Tesla wstrzyma produkcję aut w niemieckiej fabryce. Coraz mniej osób chce kupować elektryki

Okazuje się, że popyt na elektryki tak bardzo zmalał, że producenci zmuszeni są do zmniejszania wolumenu produkcji tego typu pojazdów. Najbardziej obrywa się Tesli. Producent zamierza ponownie tymczasowo zamknąć niemiecką fabrykę w Gruenheide. Zaplanowano w czerwcu łącznie pięć dni, w których zakład będzie nieczynny.

Elektryki nie cieszą się zbyt dobrą passą. Po hucznych zapowiedziach dotyczących gwałtownego wzrostu popytu na tego typu pojazdy, klienci zrobili coś zupełnie innego - skierowali się w kierunku aut spalinowych. Co ciekawe, także Diesel, którego stosowanie w oczach ekologów jest grzechem przeciwko matce naturze, przeżywa drobny renesans. Jaki jest skutek uboczny odwracania się rynku od elektromobilności? Drobni producenci bankrutują, a ci więksi popadają w coraz to większe tarapaty. Świetnym tego przykładem jest Tesla.

Zobacz wideo

Tesla wstrzyma produkcję w swoim niemieckim zakładzie

2024 rok jest chyba jednym z najgorszych w historii amerykańskiej marki. Najpierw atak aktywistów na sieć zasilającą zakład w Gruenheide, do którego doszło na początku marca, spowodował kilkudniowe wstrzymanie produkcji i straty rzędu setek milionów euro. Później wybuch wojny na bliskim wschodzie doprowadził do przerw w dostawach części i kolejnego wstrzymania produkcji (bojownicy wspierający palestyński Hamas zaczęli atakować przepływające przez Kanał Sueski i Morze Czerwone statki transportowe, które zmuszone były kursować okrężną drogą).

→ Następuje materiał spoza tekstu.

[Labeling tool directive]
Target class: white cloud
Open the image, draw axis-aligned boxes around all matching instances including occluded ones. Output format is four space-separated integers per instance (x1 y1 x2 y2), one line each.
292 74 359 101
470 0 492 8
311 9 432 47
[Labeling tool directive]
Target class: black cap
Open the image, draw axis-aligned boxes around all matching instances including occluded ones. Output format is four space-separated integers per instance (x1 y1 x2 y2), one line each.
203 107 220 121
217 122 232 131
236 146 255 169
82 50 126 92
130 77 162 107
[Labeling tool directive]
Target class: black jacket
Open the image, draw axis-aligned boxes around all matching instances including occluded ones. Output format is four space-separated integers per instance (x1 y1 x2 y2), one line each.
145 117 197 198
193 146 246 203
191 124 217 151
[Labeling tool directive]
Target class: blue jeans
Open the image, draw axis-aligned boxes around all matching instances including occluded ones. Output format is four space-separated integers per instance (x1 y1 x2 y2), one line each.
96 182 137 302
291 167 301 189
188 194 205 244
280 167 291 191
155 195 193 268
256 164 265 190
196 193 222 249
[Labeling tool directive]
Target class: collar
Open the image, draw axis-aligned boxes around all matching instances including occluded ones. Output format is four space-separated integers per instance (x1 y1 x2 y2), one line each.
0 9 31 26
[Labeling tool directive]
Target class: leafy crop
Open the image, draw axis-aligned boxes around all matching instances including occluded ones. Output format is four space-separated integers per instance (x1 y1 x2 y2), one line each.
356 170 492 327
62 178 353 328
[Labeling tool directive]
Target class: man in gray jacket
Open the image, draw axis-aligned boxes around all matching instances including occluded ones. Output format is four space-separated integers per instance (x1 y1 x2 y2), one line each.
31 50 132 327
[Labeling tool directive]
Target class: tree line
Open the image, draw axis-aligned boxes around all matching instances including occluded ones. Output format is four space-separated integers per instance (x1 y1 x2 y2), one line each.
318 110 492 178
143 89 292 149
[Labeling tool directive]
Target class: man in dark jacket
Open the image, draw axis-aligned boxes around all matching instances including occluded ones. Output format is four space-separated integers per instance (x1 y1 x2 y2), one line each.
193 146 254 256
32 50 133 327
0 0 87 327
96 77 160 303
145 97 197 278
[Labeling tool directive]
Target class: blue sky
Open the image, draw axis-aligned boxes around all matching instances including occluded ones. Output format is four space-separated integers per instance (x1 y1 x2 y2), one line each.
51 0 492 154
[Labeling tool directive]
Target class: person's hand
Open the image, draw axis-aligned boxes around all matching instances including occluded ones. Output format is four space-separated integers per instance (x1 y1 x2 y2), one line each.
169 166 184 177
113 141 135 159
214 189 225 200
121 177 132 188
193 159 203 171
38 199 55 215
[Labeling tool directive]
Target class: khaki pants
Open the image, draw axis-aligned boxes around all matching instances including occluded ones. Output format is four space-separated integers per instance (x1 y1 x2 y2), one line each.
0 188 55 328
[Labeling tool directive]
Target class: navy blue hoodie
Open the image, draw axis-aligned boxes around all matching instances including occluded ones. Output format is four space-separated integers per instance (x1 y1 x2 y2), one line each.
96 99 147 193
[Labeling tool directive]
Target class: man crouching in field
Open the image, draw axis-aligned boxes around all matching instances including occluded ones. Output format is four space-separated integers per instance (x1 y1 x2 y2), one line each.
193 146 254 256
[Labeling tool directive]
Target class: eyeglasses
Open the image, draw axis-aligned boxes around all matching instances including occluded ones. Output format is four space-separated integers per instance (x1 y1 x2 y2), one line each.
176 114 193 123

Teraz jednak na zatrzymanie produkcji wpłynął rynek - coraz mniej osób chce kupować elektryki. W przypadku podberlińskiej fabryki produkującej Model Y sygnały płynące od klienteli są bardziej niż niepokojące. Jak przekazuje Dataforce, sprzedaż pojazdu w Europie w samym tylko kwietniu spadła o 11 proc. W ciągu pierwszych czterech miesięcy spadek wyniósł ok. 17 proc. (67 975 sprzedanych sztuk). W związku ze słabnącym popytem Tesla podjęła decyzję o łącznie kilkudniowej przerwie w działaniu obiektu. Pracownicy zostaną w domach kolejno 7, 14, 17, 27 i 28 czerwca.

Co najgorsze dla zakładowej kadry, Tesla planuje rozpocząć proces grupowych zwolnień. Przez niesprzyjające dla branży elektromobilności warunki na rynku, pracę straci 400 osób, a więc ok. 3 proc. wszystkich zatrudnionych w niemieckiej fabryce. Niewykluczone również, że producent wstrzyma się z rozbudową zakładu. Jedyną szansą dla kalifornijskiej marki jest wprowadzenie na rynek zapowiadanego od dawna taniego modelu. Kiedy jednak to się stanie, trudno wyrokować.